At the bottom of Lycabettus Hill I tucked into another pot of Mailo’s pasta. This one rigatoni in tomato and basil sauce with grated cheese on top. I thought it surely couldn’t be as impressive as yesterday’s truffle. But the sauce still took me by surprise, the flavours of fresh ripe tomato came through strongly, and once again, pasta so chewy it was ecstasy.
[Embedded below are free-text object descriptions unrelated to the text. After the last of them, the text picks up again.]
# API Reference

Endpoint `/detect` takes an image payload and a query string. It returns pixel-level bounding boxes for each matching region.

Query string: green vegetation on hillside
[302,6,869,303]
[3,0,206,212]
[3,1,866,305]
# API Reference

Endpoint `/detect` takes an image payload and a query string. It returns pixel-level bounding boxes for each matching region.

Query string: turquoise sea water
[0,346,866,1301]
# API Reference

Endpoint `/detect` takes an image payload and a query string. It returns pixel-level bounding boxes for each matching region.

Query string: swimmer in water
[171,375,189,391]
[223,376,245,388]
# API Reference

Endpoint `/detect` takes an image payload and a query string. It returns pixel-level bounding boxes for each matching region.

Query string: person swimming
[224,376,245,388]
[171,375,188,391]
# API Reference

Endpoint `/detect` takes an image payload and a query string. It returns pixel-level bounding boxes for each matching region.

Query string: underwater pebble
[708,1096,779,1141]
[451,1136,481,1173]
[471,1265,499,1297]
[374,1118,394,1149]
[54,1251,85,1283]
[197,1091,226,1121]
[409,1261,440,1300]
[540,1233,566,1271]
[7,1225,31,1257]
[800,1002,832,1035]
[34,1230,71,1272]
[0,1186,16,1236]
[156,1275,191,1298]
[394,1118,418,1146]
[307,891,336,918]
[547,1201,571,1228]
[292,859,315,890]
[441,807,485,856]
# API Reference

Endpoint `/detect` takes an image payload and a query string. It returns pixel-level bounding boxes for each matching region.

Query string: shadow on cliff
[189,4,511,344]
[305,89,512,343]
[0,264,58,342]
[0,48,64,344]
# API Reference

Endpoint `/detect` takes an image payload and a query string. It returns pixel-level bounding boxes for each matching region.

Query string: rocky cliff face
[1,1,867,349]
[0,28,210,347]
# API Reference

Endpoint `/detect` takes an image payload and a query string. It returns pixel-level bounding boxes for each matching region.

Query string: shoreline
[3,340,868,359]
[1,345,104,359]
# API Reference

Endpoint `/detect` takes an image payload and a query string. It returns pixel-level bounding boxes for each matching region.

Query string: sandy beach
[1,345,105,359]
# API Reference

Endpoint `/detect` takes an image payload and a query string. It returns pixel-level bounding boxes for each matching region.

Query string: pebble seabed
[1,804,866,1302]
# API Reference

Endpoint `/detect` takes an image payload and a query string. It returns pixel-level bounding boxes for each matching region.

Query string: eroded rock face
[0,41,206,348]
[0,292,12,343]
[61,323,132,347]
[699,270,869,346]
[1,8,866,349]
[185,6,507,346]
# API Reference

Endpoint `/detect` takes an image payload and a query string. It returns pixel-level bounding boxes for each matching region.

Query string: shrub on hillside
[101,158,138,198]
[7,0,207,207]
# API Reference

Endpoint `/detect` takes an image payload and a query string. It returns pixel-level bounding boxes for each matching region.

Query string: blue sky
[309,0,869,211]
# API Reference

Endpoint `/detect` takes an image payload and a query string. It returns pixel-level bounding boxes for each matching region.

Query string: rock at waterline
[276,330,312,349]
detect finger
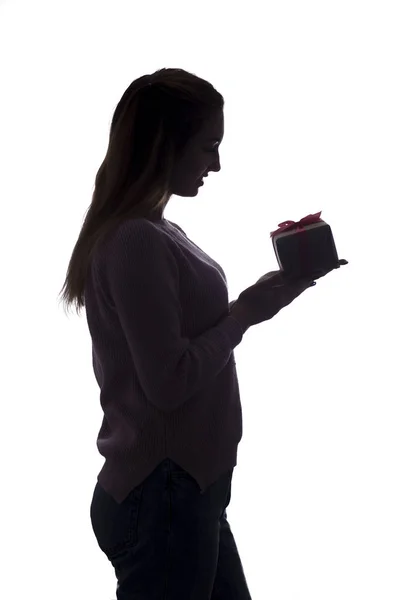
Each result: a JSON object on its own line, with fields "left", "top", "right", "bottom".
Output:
{"left": 257, "top": 271, "right": 281, "bottom": 283}
{"left": 333, "top": 259, "right": 349, "bottom": 270}
{"left": 307, "top": 268, "right": 325, "bottom": 279}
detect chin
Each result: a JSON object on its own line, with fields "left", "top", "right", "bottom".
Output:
{"left": 172, "top": 185, "right": 200, "bottom": 198}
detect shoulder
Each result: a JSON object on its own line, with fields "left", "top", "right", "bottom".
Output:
{"left": 167, "top": 221, "right": 187, "bottom": 237}
{"left": 104, "top": 219, "right": 182, "bottom": 268}
{"left": 107, "top": 218, "right": 169, "bottom": 249}
{"left": 100, "top": 218, "right": 180, "bottom": 280}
After fuelling up on the tastiest carbs known to man, I climbed Lycabettus – the steep pointy hill in the middle of Athens. The wind carried the sounds of speeding motorbikes and church chimes to my ears. I climbed out onto a jutting rock and spied on the city from above. Looking down, large roads running through the city stood out like trenches sparkling with traffic lights. Out from the Acropolis – which is dwarfed by Lycabettus – bushy tentacles of greenery flexed and curled through the crowd of buildings, the vegetation concealing the ornaments of that other Athens, the one where Socrates once spread his teachings, the one that went to war with Sparta…
Somehow, I got into conversation about Greek language with the receptionist at Hawks as I was extending my stay. She clarified a few things for me, the main one being that they never, ever drag their o’s in Greece. Whether it’s Omicron “O” or Omega “W” it’s a short O. We also discussed how all Greeks speak English. She lamented that barely anyone speaks Greek. ‘Only Greeks speak Greek’ she sighed. ‘I was out with some friends a couple weeks ago and nobody I was out with spoke Greek. Nobody! It’s so tiring.’
I am kind of surprised that people in Athens overwhelmingly speak English. You expect to get to another country and struggle with a language barrier, hence my language anguish in Madrid. But here in Greece, or in Athens at least, it’s all English to me.